The second activity is producing a de-identified data set, typically for research, public health reporting, or sharing with a third party who does not have a direct treatment or payment relationship with the patient. This is the harder job. Safe Harbor applies in full, or the alternative Expert Determination method has to be documented. The bar is much higher, and a lot of redaction work that calls itself "de-identification" is really job one wearing job two's clothes.

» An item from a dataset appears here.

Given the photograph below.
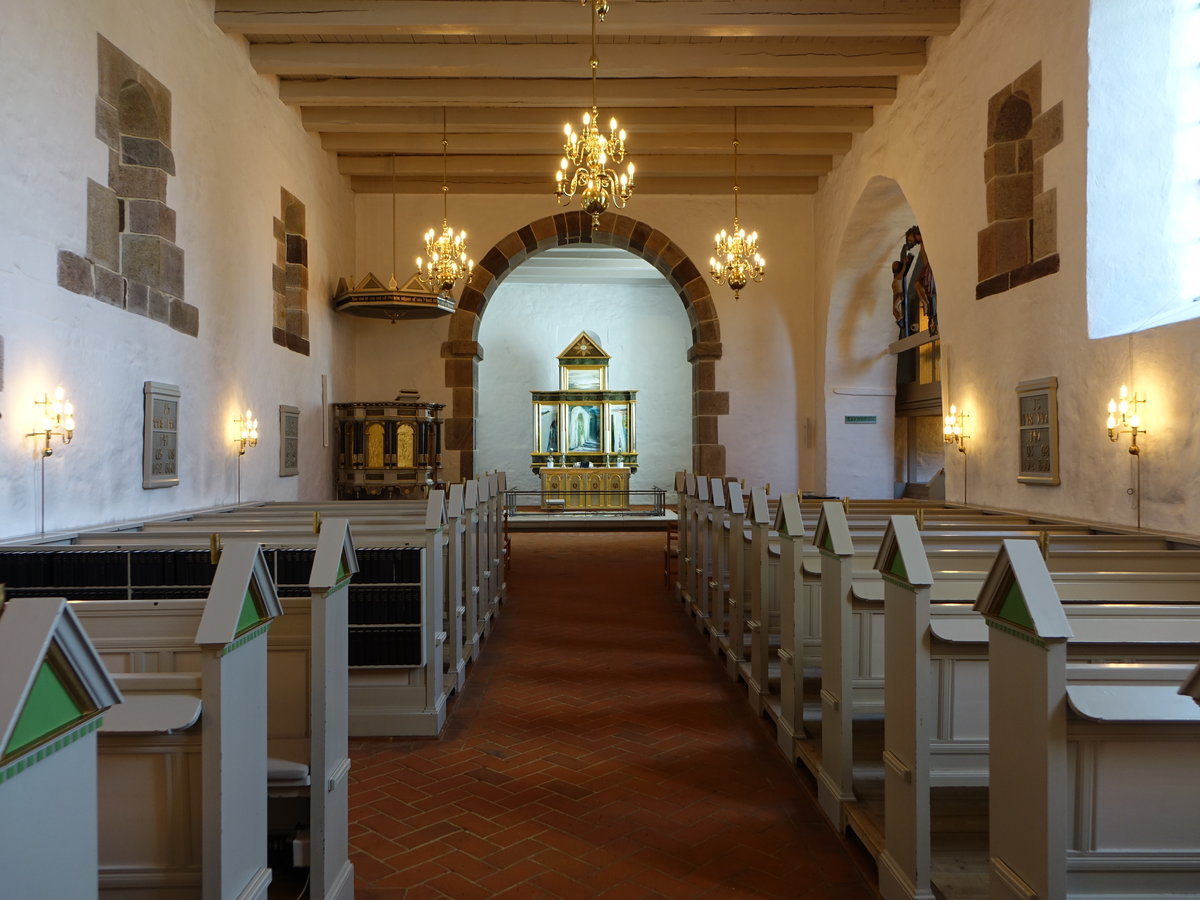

Knowing which job you are doing matters because the stopping point is different. Job one stops when the recipient has what they are authorized to see and nothing more. Job two stops when no one looking at the document, armed with reasonable external information, could plausibly identify the individual. Tooling that is sufficient for the first is often insufficient for the second.

What HIPAA actually says about sending PHI to a cloud vendor

Here is the part that surprises people. If you upload a document containing PHI to a cloud-based redaction service, that service is, in HIPAA's eyes, a business associate of your organization. The Office for Civil Rights said this directly in its 2016 guidance on cloud computing. A cloud service provider that creates, receives, maintains, or transmits PHI on behalf of a covered entity or another business associate is a business associate, regardless of whether the provider can read the data. Encryption does not change the relationship. The status is defined by what the vendor does with the data, not by what the vendor can see.

There is a narrow exception called the conduit exception, which covers entities that merely transmit PHI without storing it in any meaningful way. The classic examples are the US Postal Service, courier services, and internet service providers. The 2013 Omnibus rule preamble was explicit that the exception is intentionally narrow and does not cover services that store PHI even temporarily. A redaction service that receives a file, processes it on a server, and returns a result is not a conduit.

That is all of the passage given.